Presiden Prabowo Subianto telah berhasil memperoleh sejumlah capaian positif melalui diplomasi ke sejumlah negara. Kantor Komunikasi Kepresidenan (Presidential Communication Office – PCO) menyatakan bahwa hasil dari kunjungan tersebut termasuk memorandum of understanding dan komitmen investasi dari beberapa negara. Tenaga Ahli Utama PCO, Philips J Vermonte, mengungkapkan bahwa ada 71 MoU dari 13 negara dan hampir Rp800 triliun komitmen investasi dari empat negara. Hal ini membuka peluang akses pasar yang baru bagi ekonomi Indonesia.
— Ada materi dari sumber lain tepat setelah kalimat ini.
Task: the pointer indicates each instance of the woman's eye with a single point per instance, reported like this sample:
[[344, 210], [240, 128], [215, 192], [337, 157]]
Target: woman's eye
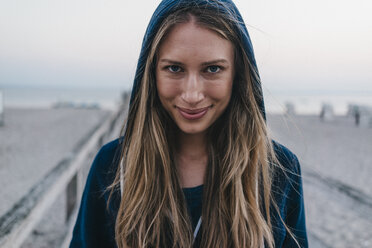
[[213, 69], [174, 68]]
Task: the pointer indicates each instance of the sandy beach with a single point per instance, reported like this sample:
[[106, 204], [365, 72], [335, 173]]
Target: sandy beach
[[33, 141], [335, 158], [336, 162]]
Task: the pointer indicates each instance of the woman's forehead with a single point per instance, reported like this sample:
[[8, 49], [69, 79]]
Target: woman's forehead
[[194, 41]]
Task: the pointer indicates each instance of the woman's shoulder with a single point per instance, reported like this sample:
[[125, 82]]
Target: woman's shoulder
[[105, 164]]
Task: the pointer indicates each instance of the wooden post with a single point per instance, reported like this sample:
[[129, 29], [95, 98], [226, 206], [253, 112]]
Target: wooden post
[[71, 197]]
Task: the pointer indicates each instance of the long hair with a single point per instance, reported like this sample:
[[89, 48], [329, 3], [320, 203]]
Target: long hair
[[237, 186]]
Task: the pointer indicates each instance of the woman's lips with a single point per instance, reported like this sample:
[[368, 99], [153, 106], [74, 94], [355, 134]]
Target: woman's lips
[[193, 114]]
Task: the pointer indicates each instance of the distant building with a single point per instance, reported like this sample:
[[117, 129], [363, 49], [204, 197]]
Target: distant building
[[327, 113]]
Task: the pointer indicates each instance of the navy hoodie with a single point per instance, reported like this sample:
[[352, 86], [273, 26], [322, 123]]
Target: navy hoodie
[[95, 223]]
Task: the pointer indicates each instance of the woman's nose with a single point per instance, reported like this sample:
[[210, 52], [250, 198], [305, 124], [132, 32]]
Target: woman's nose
[[193, 90]]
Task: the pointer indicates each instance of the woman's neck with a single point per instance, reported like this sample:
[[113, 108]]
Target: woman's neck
[[192, 159]]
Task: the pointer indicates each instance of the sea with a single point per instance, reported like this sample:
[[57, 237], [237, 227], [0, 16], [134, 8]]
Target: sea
[[305, 102]]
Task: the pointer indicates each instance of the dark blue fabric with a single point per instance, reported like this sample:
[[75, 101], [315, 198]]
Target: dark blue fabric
[[95, 223], [166, 7]]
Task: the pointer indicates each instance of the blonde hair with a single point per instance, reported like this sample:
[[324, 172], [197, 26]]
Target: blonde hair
[[237, 188]]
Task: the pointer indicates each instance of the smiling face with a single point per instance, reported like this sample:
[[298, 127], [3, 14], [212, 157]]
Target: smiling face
[[194, 76]]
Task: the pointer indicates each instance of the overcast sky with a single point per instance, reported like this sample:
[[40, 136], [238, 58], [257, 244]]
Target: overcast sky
[[299, 45]]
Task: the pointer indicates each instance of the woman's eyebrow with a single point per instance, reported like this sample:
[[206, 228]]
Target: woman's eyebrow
[[170, 62], [216, 61]]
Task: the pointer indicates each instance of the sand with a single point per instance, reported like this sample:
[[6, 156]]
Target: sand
[[335, 156], [336, 162], [33, 141]]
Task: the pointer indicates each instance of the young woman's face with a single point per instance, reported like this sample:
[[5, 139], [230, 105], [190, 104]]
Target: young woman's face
[[194, 76]]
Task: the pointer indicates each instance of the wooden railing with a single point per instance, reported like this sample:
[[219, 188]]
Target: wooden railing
[[17, 224]]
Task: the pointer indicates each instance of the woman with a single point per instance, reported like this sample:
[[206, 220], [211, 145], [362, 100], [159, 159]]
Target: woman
[[194, 166]]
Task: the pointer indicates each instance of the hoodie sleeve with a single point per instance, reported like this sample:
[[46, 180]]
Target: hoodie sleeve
[[289, 197], [95, 223]]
Dalam sebuah diskusi di Retro Café Beltway Office Park, Jakarta, Philips menjelaskan bahwa masuknya Indonesia ke dalam organisasi internasional BRICS merupakan langkah tepat di tengah situasi ketidakpastian global. Bergabung dengan BRICS membantu meningkatkan hubungan baik dengan negara-negara besar seperti Rusia, China, dan India tanpa meninggalkan posisi non-blok Indonesia. Selain itu, Indonesia berhasil menurunkan tarif impor Amerika Serikat dari 32 persen menjadi 19 persen setelah negosiasi yang ketat dengan Presiden Trump.
Wakil Menteri Luar Negeri, Arif Havas Oegroseno, menegaskan bahwa Indonesia terus berupaya menurunkan tarif impor untuk meningkatkan kerjasama perdagangan. Indonesia juga memiliki kesepakatan tarif paling rendah di ASEAN, yakni sebesar 19%. Wamenlu menekankan pentingnya melihat angka-angka dan kepentingan nasional dalam diplomasi dagang, bukan terjebak pada asumsi dan perasaan. Masyarakat diminta untuk tidak khawatir dan membesar-besarkan persoalan ini, karena keputusan antarnegara didasarkan pada kepentingan masing-masing.